Leur influence n’a pas été celle de leurs prédécesseurs, comme Roger Bastide (1898-1974); Claude Lévi-Strauss (1908-2009), André Leroi-Gourhan (1911-1986), Henri Lefèvre (1901-1991) ou encore Raymond Ledrut (1919-1987) ou Jean Rouch (1917-2004), mais repose sur des îlots d’influence : Gérard Altabe (1932-2014); François Ascher (1946-2009); Georges Balandier (1920-2016); Louis Bergeron (1929-2014); Pierre Bourdieu (1930-2002); Françoise Héritier (1933-2017) ; Jean-Claude Chamboredon (1938-2020); Jacques Gutwirth (1926-2012); Colette Pétonnet (1929-2012); Robert Cresswell (1922-2016) ; François Sigaut (1940-2012) ; Jean Rémy (1928-2019), Martine Segalen (1940-2021) ; Jean Jamin (1945-2022) ; Patrick Williams (1947-2021) ; Bruno Latour (1947-2022) ; Monique Eleb (1945-2023) ; Daniel Fabre (1947-2016) et Georges Guilles-Escuret (1955-2021) ; Enric Porqueres i Gené (1962-2018) et ceux encore en vie : Françoise Choay (1925-); Maurice Godelier (1934-) ; Pierre-Henri Jeudy (1945-); Dan Sperber (1942-); Philippe Descola (1949-); Perla Serfaty (1944-) ou Monique Selim (1951-), et ceux qui appartiennent à la génération suivante comme Florence Weber (1958-); Stéphane Beaud (1958-); Thierry Paquot (1952-); Noël Barbe (1956-); tous ces chercheurs dont l’influence a diminué au fil du temps, et continue de se diluer à mesure qu’ils sont remplacés par leurs cadets. Pour certains, il existe des foyers de résistances, comme pour Pierre Bourdieu ou Philippe Descola. Mais pour la plupart, ils laissent une trace plus ou moins persistante dans les mémoires, dont une des fonctions est l’oubli, comme l’a écrit Marc Augé.

Mécaniquement, nous assistons à une hausse du nombre de décès par année, proportionnellement à l’ouverture du champ des sciences sociales et à la multiplication des vocations. D’un point de vue intellectuel, il est beaucoup plus difficile de sortir du lot aujourd’hui, et seuls, quelques figures émergent dans un environnement démultiplié. Éric Charmes (1969-); Nicholas Jounin (1981-); autant d’étoiles filantes qui n’ont pas encore leur nom propre gravé dans le marbre.

C’est un peu comme un arbre généalogique, mais à l’envers. La ramification s’étend sur les générations successives et nous voilà aujourd’hui submergé par des enseignants-chercheurs souhaitant, à leur tour, trouver leur place. Aujourd’hui donc, des gens comme Bernard Lahire (1953-) ; Didier Fassin (1955-) ; Nathalie Heinich (1955-) ; Emmanuel Grimaud (1976-) ; Sophie Chevalier (1967-) ; Laurent Barry (1968-) ; Laurent Sébastien Fournier (1973-) ; Ariane Deluz (1978), etc. apparaissent comme des éléments d’une relève.
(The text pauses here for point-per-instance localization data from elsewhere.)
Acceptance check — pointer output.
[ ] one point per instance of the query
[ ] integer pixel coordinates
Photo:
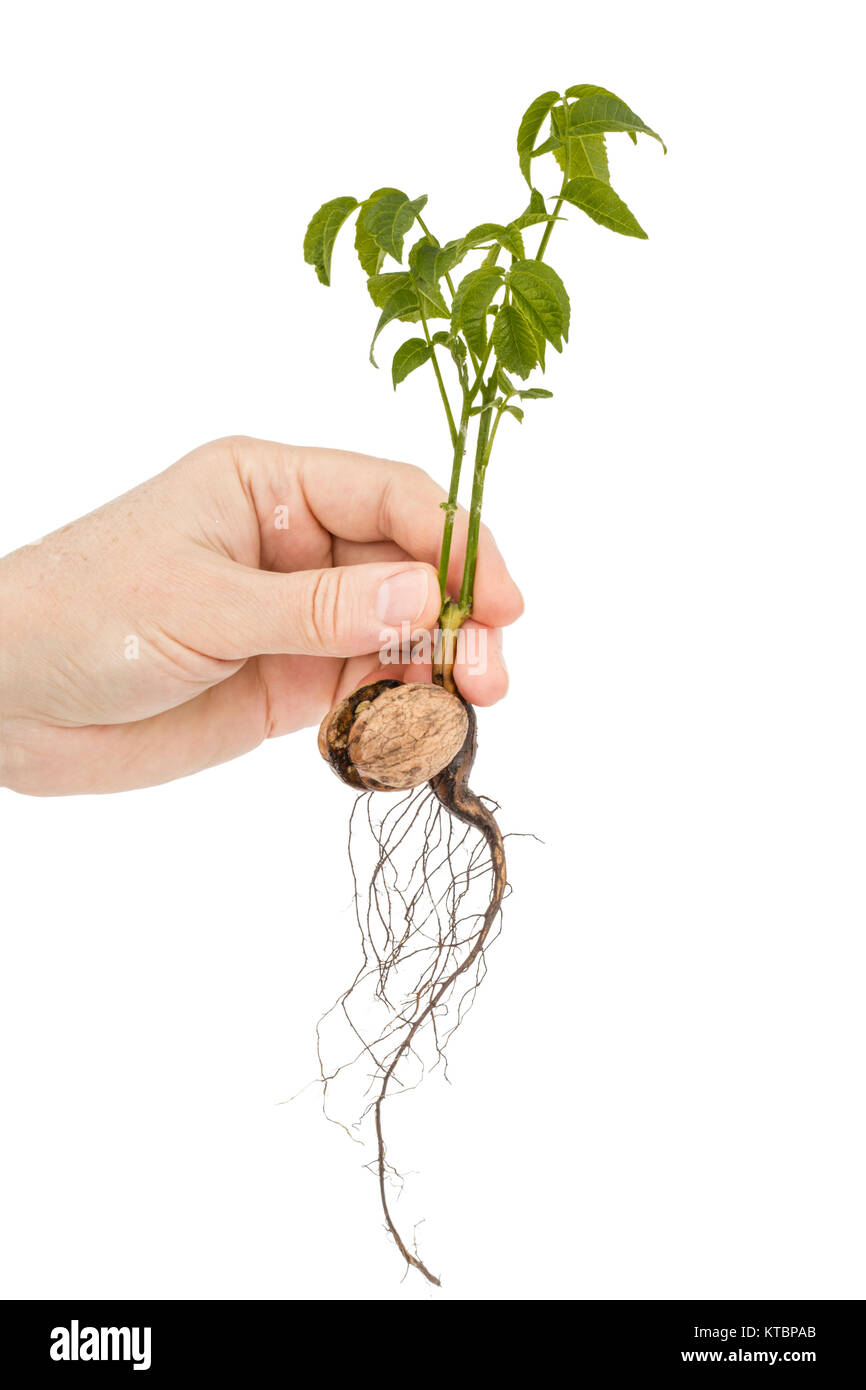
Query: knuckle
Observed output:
(325, 608)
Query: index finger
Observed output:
(360, 498)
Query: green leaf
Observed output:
(513, 341)
(512, 241)
(580, 156)
(603, 111)
(389, 218)
(412, 355)
(603, 206)
(471, 300)
(398, 306)
(321, 234)
(382, 287)
(583, 89)
(538, 291)
(535, 213)
(530, 125)
(506, 236)
(431, 262)
(369, 252)
(430, 299)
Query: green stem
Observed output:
(452, 427)
(483, 453)
(448, 280)
(542, 245)
(451, 506)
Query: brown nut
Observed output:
(391, 737)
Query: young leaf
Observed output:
(321, 234)
(603, 206)
(603, 111)
(535, 213)
(399, 305)
(580, 156)
(382, 287)
(538, 291)
(513, 341)
(423, 259)
(412, 355)
(583, 89)
(389, 218)
(471, 300)
(430, 299)
(512, 241)
(369, 252)
(533, 120)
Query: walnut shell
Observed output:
(392, 737)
Ils ou elles ont pour eux d’avoir réalisé une synthèse des apports antérieurs, et proposent une continuité ou une ouverture vers une pensée anthropologique nouvelle. 

Sans culpabilité, nous pouvons aller puiser à travers cette immensité et trouver l’inspiration qui nous permettra d’affronter les décennies qui viennent. Nous devons dépasser nos pairs si nous voulons changer de paradigme.